These are paired because Herbert was a devoted follower of St Cuthbert who was his spiritual father. St Cuthbert is one of the most prominent saints in the English Calendar. His life is fully documented by St Bede in a separate ‘Life’ as well as in his ‘Ecclesiastical History of the English People’. Cuthbert was from a well-to-do family and led a normal boyish childhood until his life changed when he was about 17 years old. He was looking after some neighbour's sheep on the hills. Gazing into the night sky he saw a light descend to Earth and then return, escorting, he believed, a human soul to Heaven. The date was 31 August 651 - the night that Aidan died. Cuthbert went to the monastery at Melrose, also founded by Aidan, and asked to be admitted as a Novice. After some years, Cuthbert moved to a new monastery at Ripon in North Yorkshire. After the Synod of Whitby (664), the Abbot of Melrose became Abbot of Lindisfarne and Cuthbert its Prior. Cuthbert loved to pray in harsh solitude; a famous story is of his praying in the cold North Sea, and otters warming his feet afterwards. There are other accounts of his great sanctity. He reluctantly accepted being made Bishop of Lindisfarne. He gave up his earthly life at his hermitage on Inner Farne Island, and his body was brought to Lindisfarne for burial. His remains now lie in Durham Cathedral.
Herbert was devoted to Cuthbert and saw him once a year for spiritual guidance. Herbert lived on a small island in Lake Derwentwater in Cumbria. He prayed that he might pass on from the earthly life at the same time as Cuthbert. His prayer was heard.

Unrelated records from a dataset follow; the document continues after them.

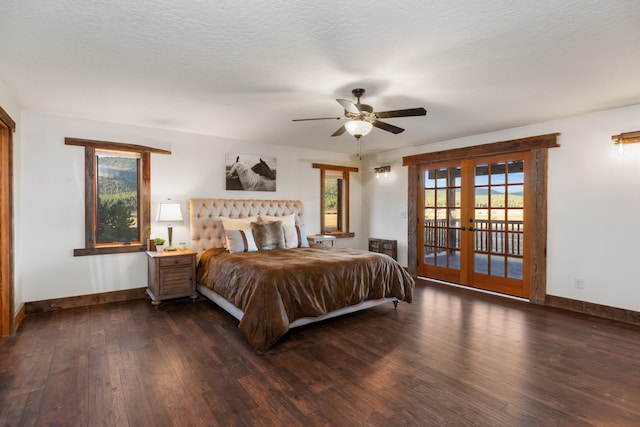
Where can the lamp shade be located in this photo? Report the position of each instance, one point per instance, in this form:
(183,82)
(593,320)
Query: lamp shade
(169,212)
(358,128)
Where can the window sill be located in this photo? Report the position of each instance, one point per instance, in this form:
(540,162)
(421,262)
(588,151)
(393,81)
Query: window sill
(104,250)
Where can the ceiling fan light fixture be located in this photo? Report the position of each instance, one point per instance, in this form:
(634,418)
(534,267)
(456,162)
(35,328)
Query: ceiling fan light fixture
(358,128)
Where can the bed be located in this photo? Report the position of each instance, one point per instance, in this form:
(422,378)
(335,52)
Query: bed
(272,291)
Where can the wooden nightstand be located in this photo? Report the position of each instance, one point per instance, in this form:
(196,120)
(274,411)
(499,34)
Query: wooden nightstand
(171,275)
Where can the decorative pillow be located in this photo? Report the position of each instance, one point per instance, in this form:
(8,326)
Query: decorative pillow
(236,224)
(301,237)
(240,241)
(268,235)
(289,225)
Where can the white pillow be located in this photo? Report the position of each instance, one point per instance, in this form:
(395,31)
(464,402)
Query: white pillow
(240,241)
(301,235)
(294,236)
(236,224)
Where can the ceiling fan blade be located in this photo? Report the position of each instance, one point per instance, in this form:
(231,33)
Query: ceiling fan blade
(388,127)
(402,113)
(339,131)
(318,118)
(349,106)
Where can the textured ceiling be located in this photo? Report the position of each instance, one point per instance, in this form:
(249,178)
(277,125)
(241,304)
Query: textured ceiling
(244,69)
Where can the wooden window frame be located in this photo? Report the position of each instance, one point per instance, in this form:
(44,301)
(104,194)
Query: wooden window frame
(344,214)
(7,303)
(144,195)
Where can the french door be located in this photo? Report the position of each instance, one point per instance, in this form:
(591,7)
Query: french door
(474,215)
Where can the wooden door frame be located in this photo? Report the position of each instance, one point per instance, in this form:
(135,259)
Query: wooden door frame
(7,315)
(537,146)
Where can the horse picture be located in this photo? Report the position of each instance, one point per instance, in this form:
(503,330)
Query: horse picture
(259,177)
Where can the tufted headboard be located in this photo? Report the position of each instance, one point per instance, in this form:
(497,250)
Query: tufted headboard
(204,217)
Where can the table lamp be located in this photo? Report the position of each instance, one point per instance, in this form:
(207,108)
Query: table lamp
(169,212)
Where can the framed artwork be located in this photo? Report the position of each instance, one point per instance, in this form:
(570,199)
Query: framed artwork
(247,172)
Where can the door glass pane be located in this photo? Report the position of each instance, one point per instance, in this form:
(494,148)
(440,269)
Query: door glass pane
(496,196)
(499,202)
(430,179)
(429,198)
(516,172)
(496,265)
(455,177)
(454,218)
(515,196)
(442,217)
(514,268)
(454,259)
(497,242)
(481,265)
(482,197)
(497,173)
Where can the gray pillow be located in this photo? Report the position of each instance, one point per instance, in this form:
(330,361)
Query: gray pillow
(268,235)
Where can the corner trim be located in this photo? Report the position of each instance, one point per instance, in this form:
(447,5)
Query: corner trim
(55,304)
(19,317)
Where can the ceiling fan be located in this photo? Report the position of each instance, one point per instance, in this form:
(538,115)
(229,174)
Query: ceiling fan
(361,117)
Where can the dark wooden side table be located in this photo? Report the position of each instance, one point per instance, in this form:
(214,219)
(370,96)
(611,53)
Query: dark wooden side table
(172,274)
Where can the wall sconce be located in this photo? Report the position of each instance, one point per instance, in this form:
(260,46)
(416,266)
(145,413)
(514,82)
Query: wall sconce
(382,170)
(625,138)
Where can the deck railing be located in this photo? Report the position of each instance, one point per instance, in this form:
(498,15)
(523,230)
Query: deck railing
(495,236)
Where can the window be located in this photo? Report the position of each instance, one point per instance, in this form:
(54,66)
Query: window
(118,193)
(117,196)
(334,195)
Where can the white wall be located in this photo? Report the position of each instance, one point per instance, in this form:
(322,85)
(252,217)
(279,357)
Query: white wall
(593,204)
(52,192)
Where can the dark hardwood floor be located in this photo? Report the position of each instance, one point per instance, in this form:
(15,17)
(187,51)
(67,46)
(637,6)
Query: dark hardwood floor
(453,357)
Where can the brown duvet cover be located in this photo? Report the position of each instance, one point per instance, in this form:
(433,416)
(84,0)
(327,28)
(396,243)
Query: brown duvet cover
(274,288)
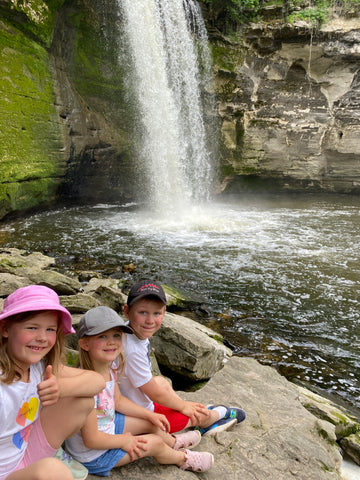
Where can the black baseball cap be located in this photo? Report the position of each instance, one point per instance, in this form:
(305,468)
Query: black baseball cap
(146,288)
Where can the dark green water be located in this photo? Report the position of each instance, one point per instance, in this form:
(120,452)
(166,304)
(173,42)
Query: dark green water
(279,277)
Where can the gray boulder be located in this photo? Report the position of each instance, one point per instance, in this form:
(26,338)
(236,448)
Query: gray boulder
(188,348)
(279,439)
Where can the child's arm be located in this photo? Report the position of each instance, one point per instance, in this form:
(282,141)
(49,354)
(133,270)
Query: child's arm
(71,382)
(160,391)
(130,408)
(94,439)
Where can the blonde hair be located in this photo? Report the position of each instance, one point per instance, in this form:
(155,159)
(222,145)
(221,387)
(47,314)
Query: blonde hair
(86,363)
(9,371)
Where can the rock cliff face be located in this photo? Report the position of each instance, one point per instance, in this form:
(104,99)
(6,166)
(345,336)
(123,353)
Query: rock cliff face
(289,105)
(288,102)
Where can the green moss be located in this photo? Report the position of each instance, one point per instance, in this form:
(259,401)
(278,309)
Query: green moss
(29,130)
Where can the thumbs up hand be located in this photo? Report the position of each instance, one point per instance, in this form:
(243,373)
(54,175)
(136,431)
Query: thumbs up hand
(48,389)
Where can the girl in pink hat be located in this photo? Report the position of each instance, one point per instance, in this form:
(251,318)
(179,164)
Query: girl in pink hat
(42,401)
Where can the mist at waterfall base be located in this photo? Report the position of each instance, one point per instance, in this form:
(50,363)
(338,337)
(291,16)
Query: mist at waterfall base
(278,278)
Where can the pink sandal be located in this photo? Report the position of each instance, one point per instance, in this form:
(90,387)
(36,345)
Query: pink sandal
(187,439)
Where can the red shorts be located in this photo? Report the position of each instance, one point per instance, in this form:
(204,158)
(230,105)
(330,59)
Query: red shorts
(177,420)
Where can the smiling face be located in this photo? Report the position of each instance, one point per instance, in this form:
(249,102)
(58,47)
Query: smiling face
(29,340)
(103,348)
(145,317)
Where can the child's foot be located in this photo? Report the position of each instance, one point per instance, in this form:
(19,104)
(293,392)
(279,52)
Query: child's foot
(187,439)
(219,426)
(231,412)
(77,469)
(197,461)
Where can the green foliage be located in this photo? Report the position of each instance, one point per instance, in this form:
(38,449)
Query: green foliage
(315,12)
(237,11)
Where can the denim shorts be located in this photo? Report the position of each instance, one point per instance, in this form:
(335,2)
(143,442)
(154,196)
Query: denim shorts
(106,462)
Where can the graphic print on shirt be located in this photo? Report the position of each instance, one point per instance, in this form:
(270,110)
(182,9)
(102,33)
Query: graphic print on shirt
(27,412)
(104,408)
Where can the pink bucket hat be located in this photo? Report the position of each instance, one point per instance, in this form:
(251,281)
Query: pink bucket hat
(34,298)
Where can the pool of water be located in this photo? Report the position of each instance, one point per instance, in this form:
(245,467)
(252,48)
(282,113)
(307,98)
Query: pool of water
(278,276)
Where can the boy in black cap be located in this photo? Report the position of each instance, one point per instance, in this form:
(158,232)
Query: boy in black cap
(145,310)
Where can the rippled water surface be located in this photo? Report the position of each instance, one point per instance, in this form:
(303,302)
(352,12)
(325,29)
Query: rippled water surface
(279,277)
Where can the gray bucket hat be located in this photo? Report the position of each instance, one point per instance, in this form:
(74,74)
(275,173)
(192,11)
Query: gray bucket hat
(98,320)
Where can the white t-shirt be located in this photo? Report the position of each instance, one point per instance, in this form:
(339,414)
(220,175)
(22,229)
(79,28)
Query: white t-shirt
(105,412)
(137,372)
(19,407)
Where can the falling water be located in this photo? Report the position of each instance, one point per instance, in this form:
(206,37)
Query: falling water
(170,70)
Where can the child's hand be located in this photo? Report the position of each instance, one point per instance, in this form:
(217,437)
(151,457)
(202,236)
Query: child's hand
(195,411)
(48,389)
(160,421)
(134,445)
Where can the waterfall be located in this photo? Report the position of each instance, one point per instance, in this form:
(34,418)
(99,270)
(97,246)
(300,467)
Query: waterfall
(170,74)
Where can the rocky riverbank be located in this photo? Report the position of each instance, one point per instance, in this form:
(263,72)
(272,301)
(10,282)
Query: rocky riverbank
(289,431)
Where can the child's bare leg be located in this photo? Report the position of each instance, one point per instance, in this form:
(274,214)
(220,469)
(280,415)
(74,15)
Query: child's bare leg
(66,417)
(205,421)
(161,452)
(40,471)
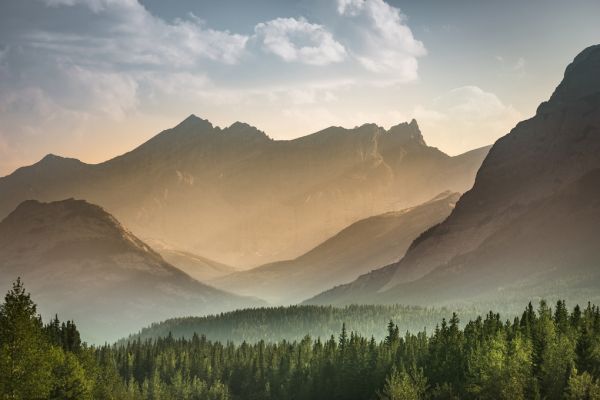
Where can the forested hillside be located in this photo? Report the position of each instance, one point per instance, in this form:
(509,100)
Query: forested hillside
(273,324)
(550,353)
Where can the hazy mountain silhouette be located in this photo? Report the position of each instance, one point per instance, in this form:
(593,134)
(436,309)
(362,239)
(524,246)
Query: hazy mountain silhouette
(531,223)
(198,267)
(77,260)
(367,244)
(238,197)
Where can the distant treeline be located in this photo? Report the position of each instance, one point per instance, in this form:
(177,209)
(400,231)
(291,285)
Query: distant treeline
(295,322)
(545,353)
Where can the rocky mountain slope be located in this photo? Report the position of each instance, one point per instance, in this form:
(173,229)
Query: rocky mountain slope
(531,223)
(77,260)
(198,267)
(363,246)
(238,197)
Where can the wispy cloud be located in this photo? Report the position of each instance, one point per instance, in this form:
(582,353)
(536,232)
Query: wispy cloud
(384,43)
(298,40)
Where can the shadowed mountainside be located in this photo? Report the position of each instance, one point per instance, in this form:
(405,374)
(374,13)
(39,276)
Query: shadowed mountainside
(236,196)
(531,223)
(363,246)
(78,260)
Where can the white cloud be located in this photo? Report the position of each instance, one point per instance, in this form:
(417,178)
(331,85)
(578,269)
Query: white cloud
(466,117)
(297,40)
(383,43)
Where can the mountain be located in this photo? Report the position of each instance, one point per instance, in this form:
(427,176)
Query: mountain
(531,223)
(77,260)
(365,245)
(198,267)
(238,197)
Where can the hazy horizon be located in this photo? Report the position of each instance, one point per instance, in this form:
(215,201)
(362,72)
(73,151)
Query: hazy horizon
(92,79)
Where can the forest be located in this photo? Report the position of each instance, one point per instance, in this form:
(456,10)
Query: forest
(273,324)
(545,353)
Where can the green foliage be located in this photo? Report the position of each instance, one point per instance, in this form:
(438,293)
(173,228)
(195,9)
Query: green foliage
(544,354)
(25,356)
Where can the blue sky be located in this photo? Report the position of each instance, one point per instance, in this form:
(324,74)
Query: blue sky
(94,78)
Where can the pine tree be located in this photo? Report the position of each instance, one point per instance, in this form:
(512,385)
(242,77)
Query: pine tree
(25,357)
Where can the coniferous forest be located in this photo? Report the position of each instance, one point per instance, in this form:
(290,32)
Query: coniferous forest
(546,353)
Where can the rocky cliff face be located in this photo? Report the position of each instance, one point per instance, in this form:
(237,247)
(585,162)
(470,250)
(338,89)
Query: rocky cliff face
(235,196)
(505,231)
(363,246)
(77,260)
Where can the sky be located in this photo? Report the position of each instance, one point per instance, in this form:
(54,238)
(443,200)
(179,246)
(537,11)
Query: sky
(92,79)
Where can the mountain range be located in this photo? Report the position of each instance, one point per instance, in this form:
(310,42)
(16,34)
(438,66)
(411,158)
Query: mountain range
(363,246)
(79,261)
(530,225)
(236,196)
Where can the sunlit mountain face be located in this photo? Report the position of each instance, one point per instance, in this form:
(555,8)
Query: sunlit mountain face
(299,199)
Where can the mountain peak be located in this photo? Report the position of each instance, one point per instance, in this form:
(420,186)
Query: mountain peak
(408,132)
(244,129)
(194,122)
(581,79)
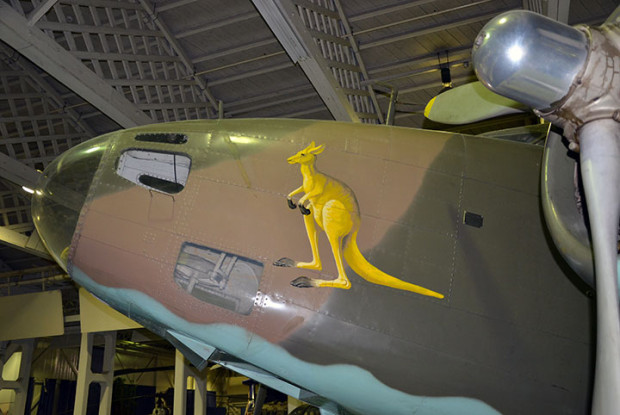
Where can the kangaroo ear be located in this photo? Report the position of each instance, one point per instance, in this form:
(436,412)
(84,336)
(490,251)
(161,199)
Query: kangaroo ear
(317,149)
(309,148)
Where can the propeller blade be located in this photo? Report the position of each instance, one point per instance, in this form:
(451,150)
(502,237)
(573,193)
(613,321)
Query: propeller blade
(469,103)
(600,168)
(614,17)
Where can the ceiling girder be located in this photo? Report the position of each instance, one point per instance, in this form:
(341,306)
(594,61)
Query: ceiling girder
(55,60)
(284,21)
(180,52)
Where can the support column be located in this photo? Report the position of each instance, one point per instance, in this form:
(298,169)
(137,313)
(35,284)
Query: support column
(20,383)
(182,370)
(86,375)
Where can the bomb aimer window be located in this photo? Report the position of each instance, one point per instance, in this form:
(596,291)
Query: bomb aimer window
(160,171)
(166,138)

21st St Enda of Innismore (c 530).
A warrior king in western Ireland, Enda was converted to the Christian faith by his sister who was abbess of a monastery. He studied for the priesthood, was ordained, and took monastic vows. He built a church in eastern Ireland but was then given the Aran Islands by the King of Munster. The Aran islands are off the west coast of Ireland. Enda established a monastery on the largest of the islands. Enda’s community followed the example of the early Egyptian fathers in asceticism and simplicity. The monastery became well known and St Columba called it the ‘Sun of the west’. Other well-known saints came to visit. St Enda had a great impact on the development of Irish monasticism. Enda is a popular boy’s name to this day.

30th St Osburga of Coventry, Virgin (c 1015
All we can say about St Osburga is that she was the abbess of a convent founded by King Canute in Coventry in Mercia. She was greatly venerated in the Middle Ages, and this continued even after the Reformation. Her shrine became a place of many miracles. She is the patron saint of Coventry.

28th St Oswald, Archbishop of York (992).
He was born in England to a noble Danish family. King Edgar, having been made aware of Oswald’s holy life, appointed him to the See of Worcester. Together with St Ethelwold of Winchester, he became the foremost supporter of St Dunstan, who had succeeded to Canterbury, and had a great and successful scheme for the revitalisation of the church in the country. He was also appointed to the See of York but did not relinquish the See of Worcester, where he preferred to be. He died, still on his knees, after his daily ministration to twelve poor people, by washing their feet. He was known for his gentleness and kindness and was greatly loved by the people. After twelve years, when his grave was opened, ‘his stole remained in all its freshness and beauty.’ Many miracles took place at his shrine.